Que tal um pouco de tensão social, pulverizadas por umas
injustiças cruéis com uma síndrome de conspiração, seguido de promessas
improváveis. É a Reuters que o disse, não foi o gabinete do presidente que
publicou, citou uma fonte da Lusa, não foi o secretário de Estado que o
redigiu, seguiu-se uma festa e a paródia continuou. Sorrisos e fotos. Ninguém
quer saber se aguentamos uma crise, quem for a seguir que aperte o cinto. Não
temos ativos para vender ou mais rendimento disponível para tributar,
arranjamos sempre escravos para trabalhar, nacionalizamos umas empresas
corruptas geridas por nomeados, amigos e ex-governantes, limpamos a casa,
arranjamos um testa de ferro e um bode expiatório. São os de lá de fora e de
cor diferente da nossa. Foi aquela minoria e aquela maioria, não fomos nós.

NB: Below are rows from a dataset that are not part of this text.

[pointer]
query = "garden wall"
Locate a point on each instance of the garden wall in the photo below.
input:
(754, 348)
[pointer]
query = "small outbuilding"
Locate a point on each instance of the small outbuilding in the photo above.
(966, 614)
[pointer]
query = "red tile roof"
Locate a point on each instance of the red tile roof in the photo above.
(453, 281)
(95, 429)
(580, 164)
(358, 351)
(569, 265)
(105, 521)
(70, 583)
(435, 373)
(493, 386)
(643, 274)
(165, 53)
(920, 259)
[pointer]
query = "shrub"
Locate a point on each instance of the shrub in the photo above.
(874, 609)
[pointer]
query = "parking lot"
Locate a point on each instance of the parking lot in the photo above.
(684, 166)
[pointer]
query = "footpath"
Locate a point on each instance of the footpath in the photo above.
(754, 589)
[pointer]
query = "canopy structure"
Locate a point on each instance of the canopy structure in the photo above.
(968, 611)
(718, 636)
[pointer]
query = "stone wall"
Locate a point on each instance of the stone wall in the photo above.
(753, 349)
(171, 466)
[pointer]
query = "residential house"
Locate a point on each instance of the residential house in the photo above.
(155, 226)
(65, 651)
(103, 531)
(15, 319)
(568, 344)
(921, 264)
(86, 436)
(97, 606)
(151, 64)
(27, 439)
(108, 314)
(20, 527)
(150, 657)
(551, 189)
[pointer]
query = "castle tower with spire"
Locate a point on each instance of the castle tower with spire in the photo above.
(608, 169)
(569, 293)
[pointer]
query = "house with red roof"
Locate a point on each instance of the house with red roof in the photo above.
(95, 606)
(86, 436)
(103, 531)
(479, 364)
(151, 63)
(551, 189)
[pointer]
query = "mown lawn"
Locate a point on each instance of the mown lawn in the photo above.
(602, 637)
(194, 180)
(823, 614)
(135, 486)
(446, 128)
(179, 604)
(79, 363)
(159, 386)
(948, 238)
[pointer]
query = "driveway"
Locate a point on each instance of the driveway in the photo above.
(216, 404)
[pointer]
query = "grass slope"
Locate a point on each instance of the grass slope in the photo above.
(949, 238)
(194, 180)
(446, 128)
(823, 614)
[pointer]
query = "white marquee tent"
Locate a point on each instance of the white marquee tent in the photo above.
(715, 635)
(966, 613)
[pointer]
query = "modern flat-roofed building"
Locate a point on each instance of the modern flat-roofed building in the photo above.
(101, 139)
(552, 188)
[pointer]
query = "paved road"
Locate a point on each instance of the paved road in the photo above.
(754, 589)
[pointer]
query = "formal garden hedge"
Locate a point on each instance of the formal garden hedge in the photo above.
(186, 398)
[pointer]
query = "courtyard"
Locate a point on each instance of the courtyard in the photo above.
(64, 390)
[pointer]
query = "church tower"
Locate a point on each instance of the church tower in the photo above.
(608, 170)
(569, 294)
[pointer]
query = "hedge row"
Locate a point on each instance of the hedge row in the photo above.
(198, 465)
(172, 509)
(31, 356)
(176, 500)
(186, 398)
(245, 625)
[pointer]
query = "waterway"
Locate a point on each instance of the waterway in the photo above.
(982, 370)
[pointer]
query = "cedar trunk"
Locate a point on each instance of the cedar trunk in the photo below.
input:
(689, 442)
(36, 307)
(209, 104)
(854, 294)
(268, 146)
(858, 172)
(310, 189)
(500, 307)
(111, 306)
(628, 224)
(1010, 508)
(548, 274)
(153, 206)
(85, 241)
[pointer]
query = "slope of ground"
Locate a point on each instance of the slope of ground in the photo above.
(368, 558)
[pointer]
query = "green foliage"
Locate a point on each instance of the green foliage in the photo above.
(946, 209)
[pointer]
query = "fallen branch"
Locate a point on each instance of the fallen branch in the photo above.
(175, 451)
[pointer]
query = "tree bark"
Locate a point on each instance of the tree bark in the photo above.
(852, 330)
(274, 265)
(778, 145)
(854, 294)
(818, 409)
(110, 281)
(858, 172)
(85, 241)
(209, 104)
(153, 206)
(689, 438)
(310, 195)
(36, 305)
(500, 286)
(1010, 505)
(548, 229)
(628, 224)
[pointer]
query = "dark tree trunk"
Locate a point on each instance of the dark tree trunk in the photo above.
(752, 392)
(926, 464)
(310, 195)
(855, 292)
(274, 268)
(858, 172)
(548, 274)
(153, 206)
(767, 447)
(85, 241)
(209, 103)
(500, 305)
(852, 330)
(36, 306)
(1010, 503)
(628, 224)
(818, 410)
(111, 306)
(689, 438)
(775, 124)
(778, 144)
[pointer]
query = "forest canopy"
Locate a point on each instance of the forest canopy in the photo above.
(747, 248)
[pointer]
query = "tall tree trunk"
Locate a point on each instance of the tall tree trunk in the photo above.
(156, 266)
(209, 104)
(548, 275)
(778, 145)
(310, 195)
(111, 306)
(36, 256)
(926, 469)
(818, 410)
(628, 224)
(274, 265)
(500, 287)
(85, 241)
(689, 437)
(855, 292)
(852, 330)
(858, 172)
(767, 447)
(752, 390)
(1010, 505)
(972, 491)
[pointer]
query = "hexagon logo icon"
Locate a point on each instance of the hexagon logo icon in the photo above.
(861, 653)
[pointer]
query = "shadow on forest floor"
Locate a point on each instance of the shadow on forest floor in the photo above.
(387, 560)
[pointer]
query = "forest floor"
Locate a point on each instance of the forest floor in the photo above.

Sempre foi assim, aceita que dói menos. Vamos aceitar que andamos todos ao
mesmo, se fossemos nós faríamos igual, pior é quando somos nós que estamos por
baixo.
Assim, o que nos arrelia é estar por baixo, não é o mundo ser injusto ou haver
desequilíbrios. Isso são desculpas que arranjamos para nos irritarmos e para
lutarmos por poder, mais um subsídio, um aumento e um contrato mais seguro, uma
carreira automática, um benefício e um desconto, mais um incentivo e uma
isenção e que tal uma pensão. Viajamos para esquecer, lutamos no nosso lugar,
se fossemos nós não seríamos puros, não daríamos do que é nosso, não iriamos
trabalhar por nada, não nos iriamos sacrificar por outros que nada fariam por
nós. Se fossemos nós lixávamo-nos todos e os que viessem a seguir que
arrumassem a bagunça. O que nos lixa é perder, é nascer e começar a perder, é não ter
garantias de ganhar é saber que nos podem tirar, nos podem lixar. Isso é que
nos lixa a cabeça.
Então, arranjamos um grupo, um sindicato, um partido, uma empresa e
fazemos pressão pela verdade, pela justiça, nos meios de comunicação. Servimos
propaganda, mas da boa, daquela que serve os bons, os objetivos puros, aqueles
que são justos para nós. Vamos à TV e também à Rádio. Dizemos o que pensamos,
escrevemos publicações, enchemos as redes sociais de opiniões. Convencemos
amigos, repetimos as nossas ideias. Sem promessas de conseguir mais, mas com a
intenção de ter mais. Mais dinheiro, mais liberdade e mais futuro. Nós fazemos
isso, faríamos isso, como eles nos fazem a nós. É uma luta interminável pelo
nosso futuro, pelo domínio da nossa realidade, pela certeza, pela liberdade e
pela oportunidade.
Defendemos os pobres quando somos pobres, também defendemos
quando somos ricos porque eles são muitos. Defendemos os ricos sem o dizer,
mantemo-los sempre ricos e os pobres sempre pobres. Contamos histórias de
pobres que se tornam ricos, não dos ricos que se tornaram pobres, nem a dura
realidade que os primeiros são minorias da maioria e os segundos minorias da
minoria. São menores, somos indivíduos individualistas e egocêntricos que
procuram assegurar a sua sobrevivência e perpetuidade através dos outros. A
sociedade é um meio de ascensão, não é um fim.